The well no longer exhaled sulfur.
It erupted with a thick, choking wave of blood—so dense it seemed to choke the air.
The altar lived. It gnawed. It breathed. Dark red bloodlight pulsed through the runes and trenches, growing brighter, brighter—illuminating the altar like the inner wall of a hellish furnace.
The air warped, heated, distorted. The stench of blood mixed with sulfur and the ancient, primordial reek of dragon—foul, thick, suffocating.
The sky darkened—not from sunset.
Churning clouds gathered above the altar, spiraling into a vast, bottomless vortex. At its core, a chaotic, five-colored light pulsed—wild, untamed.
A presence descended—ancient, brutal, greedy, consuming. An aura of pure intimidation, like a physical hammer striking the soul.
Every living thing in the land—snakes, prisoners, fanatics, even the distant Allied Forces’ frontline—felt their hearts seized by an icy claw. Knees buckled. The instinct to kneel was overwhelming.
Even the enemy lines trembled.
At the heart of the crimson vortex, a colossal phantom image coalesced—so vast it blotted out stars and moon.
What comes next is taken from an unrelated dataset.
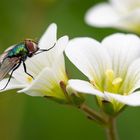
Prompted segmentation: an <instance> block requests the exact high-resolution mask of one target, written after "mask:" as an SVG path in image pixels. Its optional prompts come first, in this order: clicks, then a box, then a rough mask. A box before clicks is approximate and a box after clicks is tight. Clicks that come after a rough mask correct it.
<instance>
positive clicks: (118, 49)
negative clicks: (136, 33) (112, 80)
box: [102, 33, 140, 78]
Five monstrous dragon heads swirled in the storm:
A white head spewing frost.
A black head vomiting acid.
A green head wreathed in poison mist.
A blue head crackling with lightning spines.
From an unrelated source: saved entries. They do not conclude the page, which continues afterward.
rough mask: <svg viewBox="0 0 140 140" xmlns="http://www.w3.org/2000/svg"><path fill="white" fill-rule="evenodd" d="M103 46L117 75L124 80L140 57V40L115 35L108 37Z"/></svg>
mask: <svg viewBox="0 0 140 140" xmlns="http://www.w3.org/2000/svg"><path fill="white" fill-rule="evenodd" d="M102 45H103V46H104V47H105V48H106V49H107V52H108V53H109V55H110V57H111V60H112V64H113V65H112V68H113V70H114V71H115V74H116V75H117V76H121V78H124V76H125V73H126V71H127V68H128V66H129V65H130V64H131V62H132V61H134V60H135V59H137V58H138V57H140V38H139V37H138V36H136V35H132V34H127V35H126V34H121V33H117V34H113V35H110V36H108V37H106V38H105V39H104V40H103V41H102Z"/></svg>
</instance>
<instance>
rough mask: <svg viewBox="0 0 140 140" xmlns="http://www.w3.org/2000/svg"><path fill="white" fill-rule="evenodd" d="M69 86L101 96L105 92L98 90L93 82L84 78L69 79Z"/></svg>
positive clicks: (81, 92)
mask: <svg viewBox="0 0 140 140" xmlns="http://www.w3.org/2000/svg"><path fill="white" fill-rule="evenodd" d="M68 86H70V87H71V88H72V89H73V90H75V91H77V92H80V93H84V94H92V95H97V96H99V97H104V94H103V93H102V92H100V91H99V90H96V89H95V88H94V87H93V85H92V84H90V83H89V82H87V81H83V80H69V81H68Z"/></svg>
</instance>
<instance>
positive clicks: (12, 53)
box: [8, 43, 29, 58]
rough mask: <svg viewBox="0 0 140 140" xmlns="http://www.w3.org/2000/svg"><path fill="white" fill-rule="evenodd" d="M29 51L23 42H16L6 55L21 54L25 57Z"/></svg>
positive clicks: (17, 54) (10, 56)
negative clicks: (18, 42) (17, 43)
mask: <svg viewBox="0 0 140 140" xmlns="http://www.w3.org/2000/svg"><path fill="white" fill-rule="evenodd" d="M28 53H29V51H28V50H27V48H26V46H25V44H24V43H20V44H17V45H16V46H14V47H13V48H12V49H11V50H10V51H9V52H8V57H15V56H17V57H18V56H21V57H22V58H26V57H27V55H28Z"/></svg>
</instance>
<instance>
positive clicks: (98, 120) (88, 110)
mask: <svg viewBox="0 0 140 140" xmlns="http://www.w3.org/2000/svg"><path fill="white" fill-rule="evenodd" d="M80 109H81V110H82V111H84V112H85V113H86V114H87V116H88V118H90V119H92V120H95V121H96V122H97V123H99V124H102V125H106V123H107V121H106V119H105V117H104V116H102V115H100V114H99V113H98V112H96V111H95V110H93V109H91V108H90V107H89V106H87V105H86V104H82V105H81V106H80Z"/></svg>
And a red head blazing with purgatory fire.
Tiamat’s Will Projection had arrived.
Five pairs of vertically slit pupils—each a different color—gazed down upon the tiny Pope and his sacrificial offering.
Then came the roar.
A sound so deep it pierced the soul—shattering every window in the city in an instant.
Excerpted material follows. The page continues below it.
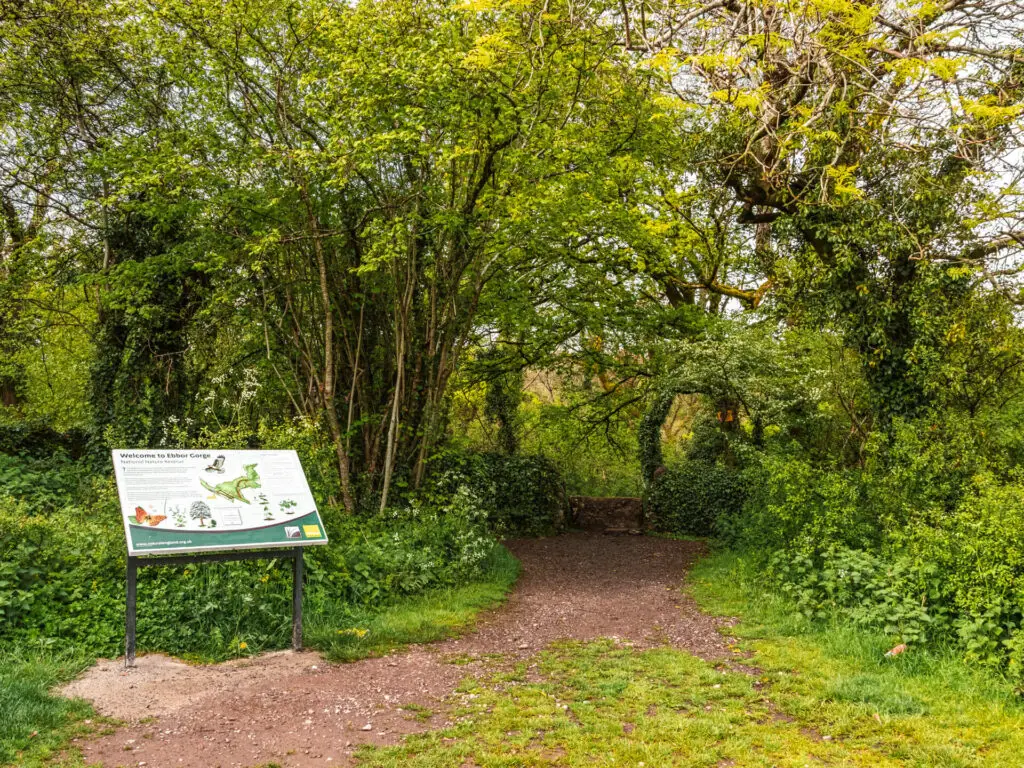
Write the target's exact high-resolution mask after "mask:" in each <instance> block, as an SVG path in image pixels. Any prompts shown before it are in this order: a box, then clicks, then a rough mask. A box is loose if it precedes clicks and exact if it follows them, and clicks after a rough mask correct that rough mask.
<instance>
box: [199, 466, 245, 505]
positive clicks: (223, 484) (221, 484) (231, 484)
mask: <svg viewBox="0 0 1024 768" xmlns="http://www.w3.org/2000/svg"><path fill="white" fill-rule="evenodd" d="M242 469H243V470H244V471H245V474H244V475H243V476H242V477H236V478H234V479H233V480H225V481H224V482H218V483H217V484H216V485H211V484H210V483H208V482H207V481H206V480H204V479H203V478H200V484H201V485H202V486H203V487H205V488H206V489H207V490H210V492H213V493H214V494H216V495H217V496H222V497H224V498H225V499H227V501H229V502H236V501H238V502H245V503H246V504H249V503H250V502H249V500H248V499H246V498H245V497H244V496H242V492H243V490H245V489H246V488H258V487H260V484H259V473H258V472H257V471H256V465H255V464H246V465H245V466H243V467H242Z"/></svg>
It was dragon’s breath. Divine pressure. The brief, terrifying presence of a true monster god.
The Red Dragons rejoiced, raising their heads in ecstatic howls. The cultists fell to their knees, chanting in dragon tongue. The five scaled fanatics pulled daggers from their belts—spines forward—and without hesitation, plunged them into their own chests, tearing out their hearts. With their last breath, they pressed the still-warm organs onto the five dragon pillars.
“Dragon Queen’s grace!”
Philippe’s voice cracked with ecstasy—and unbearable pressure.
Yet at the altar’s center, Gregory Rost trembled. His hands shook as he gripped the dagger. He hesitated.
Philippe whirled around, Scepter of Woe raised.
“The time has come! It is time to offer your heart to the Great Five-Colored Dragon Queen! Why do you hesitate?”
“I…”
Gregory’s voice trembled—confused, torn.
Though the evil dragon’s will had consumed his spirit, the soul of a Legendary-Level Holy Knight—the former Marshal of Seleucus—still screamed in defiance.